There are many reasons to dislike Richard Melhouse Nixon. But I don’t hate him for stealing Social Security funds to pay for the police action in Vietnam, even though that inspired presidents following him to do the same, causing the problems with the program we now face. And I don’t hate Nixon for ramping up the involvement by the U.S. in a backwater nation like Vietnam, leading to the deaths of over 50,000 Americans. And I don’t hate Nixon for the Watergate fiasco, and the damage to the presidency it caused.
No, the reason that I hate Nixon is because he destroyed the United States manned space exploration program. As early as 1967, engineers at the National Aeronautics and Space Administration were contemplating building a reusable spacecraft. They had come up with a vehicle which would be completely reusable, much safer to fly than the rockets being used by the Apollo program, and capable of landing on a runway. It was fairly small, meant only for taking people into space and bringing them back. But it would totally transform manned space exploration, by eliminating the vertical take-offs that were so dangerous.
Instead of using a rocket to lift the spacecraft, the engineers wanted to use a wing, which would be piloted, and which would fly back to the launch site and land. The wing would carry the spacecraft to an altitude of about 40,000 feet, where the spacecraft would light up its rockets and fly off the back of the wing. The spacecraft would fly up to about 180 miles above the Earth, and then meet a cargo ship that had been launched previously. Only cargo would be launched straight up on rockets, people would fly into space on wings.

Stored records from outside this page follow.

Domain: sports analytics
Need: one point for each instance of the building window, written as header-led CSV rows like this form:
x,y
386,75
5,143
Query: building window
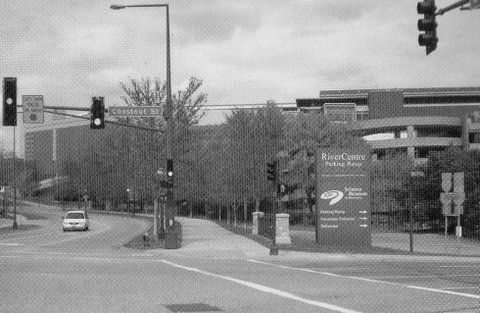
x,y
345,112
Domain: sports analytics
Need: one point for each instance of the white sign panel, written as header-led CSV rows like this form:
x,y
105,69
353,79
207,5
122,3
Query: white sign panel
x,y
32,109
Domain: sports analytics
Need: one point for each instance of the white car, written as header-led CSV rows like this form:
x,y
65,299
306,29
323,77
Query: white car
x,y
75,220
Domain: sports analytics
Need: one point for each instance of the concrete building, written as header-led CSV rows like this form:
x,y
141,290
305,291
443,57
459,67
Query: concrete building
x,y
413,120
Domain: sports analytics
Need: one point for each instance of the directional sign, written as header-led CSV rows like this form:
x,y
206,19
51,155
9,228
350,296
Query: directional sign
x,y
32,109
343,197
140,111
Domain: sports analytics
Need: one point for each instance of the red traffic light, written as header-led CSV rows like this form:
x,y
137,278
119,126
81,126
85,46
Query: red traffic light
x,y
97,111
9,101
426,7
426,24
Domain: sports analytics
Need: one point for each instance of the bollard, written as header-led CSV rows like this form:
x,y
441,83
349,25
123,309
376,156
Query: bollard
x,y
146,240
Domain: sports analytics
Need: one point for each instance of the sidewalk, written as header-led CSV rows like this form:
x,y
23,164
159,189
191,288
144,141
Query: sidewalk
x,y
6,222
204,238
208,239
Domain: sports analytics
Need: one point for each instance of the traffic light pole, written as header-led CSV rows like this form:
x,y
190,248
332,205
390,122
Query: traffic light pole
x,y
452,6
276,172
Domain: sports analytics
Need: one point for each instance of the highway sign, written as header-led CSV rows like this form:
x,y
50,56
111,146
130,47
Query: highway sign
x,y
32,109
139,111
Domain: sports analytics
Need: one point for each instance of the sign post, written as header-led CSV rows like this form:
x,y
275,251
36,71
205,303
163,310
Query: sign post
x,y
343,197
131,111
32,109
453,201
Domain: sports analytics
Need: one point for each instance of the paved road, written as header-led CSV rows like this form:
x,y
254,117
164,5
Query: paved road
x,y
45,270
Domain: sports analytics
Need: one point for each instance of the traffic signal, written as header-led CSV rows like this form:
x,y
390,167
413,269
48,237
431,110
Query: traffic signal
x,y
97,117
427,24
9,101
272,171
170,172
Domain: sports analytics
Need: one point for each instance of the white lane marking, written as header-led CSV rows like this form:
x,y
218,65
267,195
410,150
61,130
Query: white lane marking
x,y
467,295
456,288
461,266
266,289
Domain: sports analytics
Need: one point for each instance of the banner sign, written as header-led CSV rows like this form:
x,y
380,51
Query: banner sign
x,y
343,197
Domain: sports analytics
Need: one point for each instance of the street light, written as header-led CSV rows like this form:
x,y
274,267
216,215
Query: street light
x,y
168,117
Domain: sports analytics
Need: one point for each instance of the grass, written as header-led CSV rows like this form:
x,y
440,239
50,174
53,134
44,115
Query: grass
x,y
20,228
138,242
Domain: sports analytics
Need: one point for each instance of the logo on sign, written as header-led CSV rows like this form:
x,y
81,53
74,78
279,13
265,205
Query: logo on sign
x,y
333,195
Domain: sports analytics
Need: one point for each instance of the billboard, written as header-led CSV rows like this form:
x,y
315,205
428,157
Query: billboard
x,y
343,197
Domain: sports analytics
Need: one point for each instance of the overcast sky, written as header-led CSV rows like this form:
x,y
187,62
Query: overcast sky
x,y
245,51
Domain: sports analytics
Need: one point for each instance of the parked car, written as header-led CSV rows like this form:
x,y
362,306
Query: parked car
x,y
75,220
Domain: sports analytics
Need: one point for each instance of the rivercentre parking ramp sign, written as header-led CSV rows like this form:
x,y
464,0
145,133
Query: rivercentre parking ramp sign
x,y
343,197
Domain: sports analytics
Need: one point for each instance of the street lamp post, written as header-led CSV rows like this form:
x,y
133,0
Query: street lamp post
x,y
170,214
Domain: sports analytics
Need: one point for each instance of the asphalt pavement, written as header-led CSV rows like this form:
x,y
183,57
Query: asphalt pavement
x,y
205,238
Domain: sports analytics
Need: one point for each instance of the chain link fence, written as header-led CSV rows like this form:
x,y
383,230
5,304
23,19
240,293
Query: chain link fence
x,y
220,173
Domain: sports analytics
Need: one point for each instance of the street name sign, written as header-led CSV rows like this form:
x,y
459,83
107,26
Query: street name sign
x,y
138,111
32,109
343,197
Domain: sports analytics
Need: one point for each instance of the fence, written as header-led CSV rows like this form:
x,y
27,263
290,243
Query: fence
x,y
220,171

Then Richard M. Nixon decided that the space program was too expensive, and he told NASA that it could only have one type of launch vehicle. Public sentiment had become very negative about throwing away a big rocket every mission, so NASA decided to use the concept that the engineers had been developing, but increase its size. Then, NASA found out that the National Reconnaissance Office wanted to put satellites the size of boxcars in orbit, which meant that the spacecraft would have to be much bigger. Using a wing to launch such a large spacecraft was impossible, so they would have to continue using rockets taking off straight up.
This is how the strange looking space shuttle came about, and why it was so expensive to use. Even though the engineers made the shuttle work, it was still very fragile. Management refusing to listen to the engineers resulted in two space shuttles, and their crews, being lost. If Nixon had not been so obsessed with winning in Vietnam, we might have had a space vehicle which would have been inexpensive to use, and which would have been ready early enough to capitalize on the Moon landings.
Tricky Dick WAS a crook, and the biggest thing that he stole was the future of the American manned space program. Thanks to him, we got stuck in Low Earth Orbit. Thanks to Nixon, we lost our sense of direction in space, which has led to the complete inability to launch people into orbit. Tricky Dick set us back at least 50, and maybe as much as 100 years. That is why I hate Richard M. Nixon.